Dalla giornata di ieri, arriva un’altra brutta notizia, segno di un’oggettiva presenza di faide nel movimento: Umberto Bossi, il fondatore del partito, ha dato vita alla prima corrente leghista. È un ritorno alle origini: un Carroccio autonomista, secessionista, che ripone al centro il sogno dell’indipendentismo padano. E la riesumazione dei primi momenti della Lega sono chiari. Non è un caso, infatti, che la corrente prenderà il nome di “Comitato del Nord”, in ricordo di quel segmento politico, dal nome Lega Lombarda e Liga Veneta, che prenderà poi la denominazione di Lega Nord, a partire dal 1989.
L’obiettivo, spiega Bossi, rimane quello di “riconquistare tutti gli elettori del Nord, visto il risultato elettorale dello scorso 25 settembre”. Quasi immediata è stata la risposta della segretaria leghista, che pare cercare di stemperare le tensioni: “Questo governo sarà quello che attuerà l’autonomia delle Regioni che la Costituzione prevede”. E continua in una nota: “È nel programma del centrodestra, non costerà nulla. Anzi farà risparmiare milioni, avvicinerà i cittadini alla politica, taglierà sprechi e burocrazia”.
Nonostante tutto, a Bossi, l’idea di un partito capace di conquistare anche consensi al Sud, in grado di parlare ad una platea molto più estesa, che non riguardi solo gli autonomi e gli imprenditori lombardi o veneti, non sembra convincere. Sin dall’inizio della segreteria Salvini, l’obiettivo del Capitano fu quello di reinventare una Lega nazionale, con la formazione della corrente “Noi con Salvini”, corrispondente alla vecchia Lega Nord ma per il meridione; fino ad arrivare all’eliminazione delle parole “Nord” e “Padania” dal simbolo del partito. E la scelta pareva proprio aver giovato al Carroccio, almeno in termini elettorali.

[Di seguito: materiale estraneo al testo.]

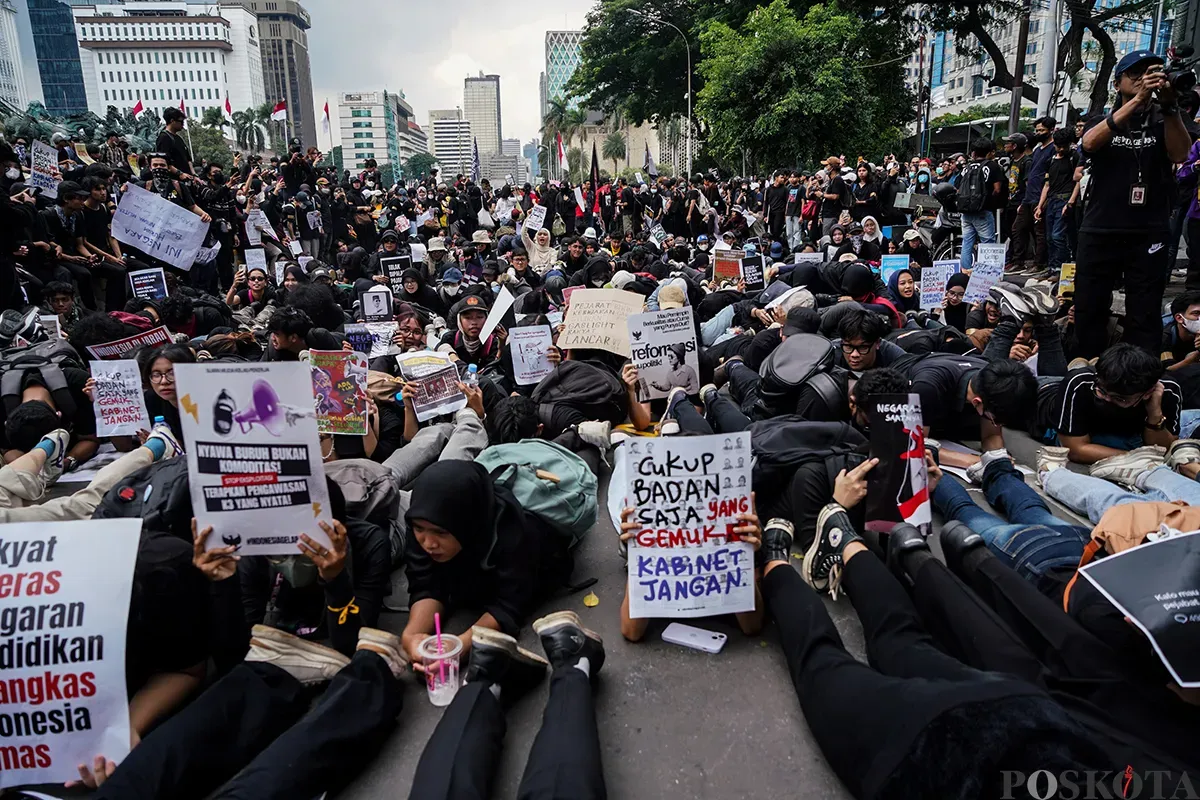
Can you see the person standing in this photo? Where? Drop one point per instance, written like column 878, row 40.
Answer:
column 1125, row 229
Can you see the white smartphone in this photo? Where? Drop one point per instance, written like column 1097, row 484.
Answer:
column 696, row 638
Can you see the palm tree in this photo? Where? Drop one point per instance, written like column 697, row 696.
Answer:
column 613, row 149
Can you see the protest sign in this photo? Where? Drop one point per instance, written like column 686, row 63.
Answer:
column 595, row 320
column 987, row 271
column 663, row 346
column 1157, row 587
column 892, row 264
column 149, row 284
column 253, row 462
column 119, row 403
column 898, row 487
column 684, row 559
column 157, row 227
column 753, row 274
column 529, row 344
column 340, row 386
column 933, row 283
column 120, row 348
column 45, row 169
column 436, row 380
column 394, row 266
column 376, row 304
column 63, row 645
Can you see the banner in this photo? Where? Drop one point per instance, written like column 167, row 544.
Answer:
column 64, row 618
column 340, row 386
column 253, row 461
column 663, row 346
column 595, row 319
column 684, row 559
column 120, row 348
column 898, row 487
column 159, row 227
column 119, row 402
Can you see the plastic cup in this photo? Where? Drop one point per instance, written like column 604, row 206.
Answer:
column 441, row 669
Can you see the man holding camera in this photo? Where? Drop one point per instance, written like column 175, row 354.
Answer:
column 1128, row 205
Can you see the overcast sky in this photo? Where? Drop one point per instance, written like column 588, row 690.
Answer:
column 423, row 48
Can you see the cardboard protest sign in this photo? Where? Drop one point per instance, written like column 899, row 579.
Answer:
column 898, row 487
column 157, row 227
column 663, row 346
column 253, row 461
column 149, row 284
column 45, row 169
column 595, row 319
column 120, row 348
column 1157, row 585
column 436, row 379
column 64, row 615
column 119, row 402
column 753, row 274
column 987, row 271
column 529, row 344
column 376, row 304
column 685, row 560
column 340, row 386
column 933, row 283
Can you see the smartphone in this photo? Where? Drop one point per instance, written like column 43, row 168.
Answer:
column 695, row 638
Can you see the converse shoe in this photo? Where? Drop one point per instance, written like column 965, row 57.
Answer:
column 822, row 563
column 306, row 661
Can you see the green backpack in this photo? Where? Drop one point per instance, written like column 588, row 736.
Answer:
column 549, row 481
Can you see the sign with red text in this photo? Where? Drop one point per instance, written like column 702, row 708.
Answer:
column 684, row 559
column 64, row 606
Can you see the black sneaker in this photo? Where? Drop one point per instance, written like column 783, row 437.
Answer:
column 822, row 563
column 565, row 641
column 496, row 659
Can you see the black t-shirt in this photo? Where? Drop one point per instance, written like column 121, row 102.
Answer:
column 1079, row 411
column 1132, row 157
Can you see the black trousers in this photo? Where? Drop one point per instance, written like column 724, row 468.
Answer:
column 1139, row 259
column 256, row 723
column 460, row 758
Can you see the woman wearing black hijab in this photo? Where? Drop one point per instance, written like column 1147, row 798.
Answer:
column 471, row 545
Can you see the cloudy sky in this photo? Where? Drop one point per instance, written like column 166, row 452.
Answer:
column 423, row 48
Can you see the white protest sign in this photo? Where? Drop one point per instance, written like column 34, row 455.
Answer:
column 119, row 402
column 988, row 271
column 933, row 283
column 595, row 319
column 64, row 612
column 664, row 349
column 45, row 169
column 684, row 558
column 253, row 456
column 157, row 227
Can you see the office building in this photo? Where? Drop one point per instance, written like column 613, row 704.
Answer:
column 12, row 73
column 163, row 54
column 481, row 108
column 450, row 142
column 58, row 56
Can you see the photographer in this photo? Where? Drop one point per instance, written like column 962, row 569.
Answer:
column 1123, row 235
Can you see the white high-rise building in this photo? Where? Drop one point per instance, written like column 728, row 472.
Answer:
column 169, row 53
column 12, row 76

La percentuale ottenuta da Salvini pochi giorni fa, infatti, avrebbe rappresentato un exploit per i tempi che furono, quelli di una Lega settentrionale e secessionista. Fatta eccezione una tornata elettorale, quella del 1996, dove Bossi riuscì a sfondare quota 10 per cento, i migliori risultati storici del Carroccio si devono riportare proprio alla guida Salvini. Il Capitano prese in mano un partito che, nel 2013, era martoriato dagli scandali e superava di poco il 4 per cento, per portarlo al 6 dopo un solo anno, fino ai trionfi delle Politiche 2018 e delle Europee 2019.
Quella Lega salviniana, capace di sfondare anche quota 34 per cento, è giunta al suo tramonto? Ancora presto per dirlo. Sicuramente, il lavoro che la coalizione di centrodestra dovrà compiere a Palazzo Chigi sarà decisivo. Ed è da qui che vedremo se il Carroccio riuscirà a tornare alle percentuali di tre anni fa, o se sarà destinato, per lungo tempo, a soccombere alla presidenza di Giorgia Meloni. Ad oggi, però, la leadership di Matteo Salvini non è assolutamente in discussione. La stessa Lega ha riposto “piena fiducia” al Capitano, il quale “continuerà ad avere un ruolo fondamentale”. Seppur timidamente, però, cominciano a manifestarsi i primi mugugni interni.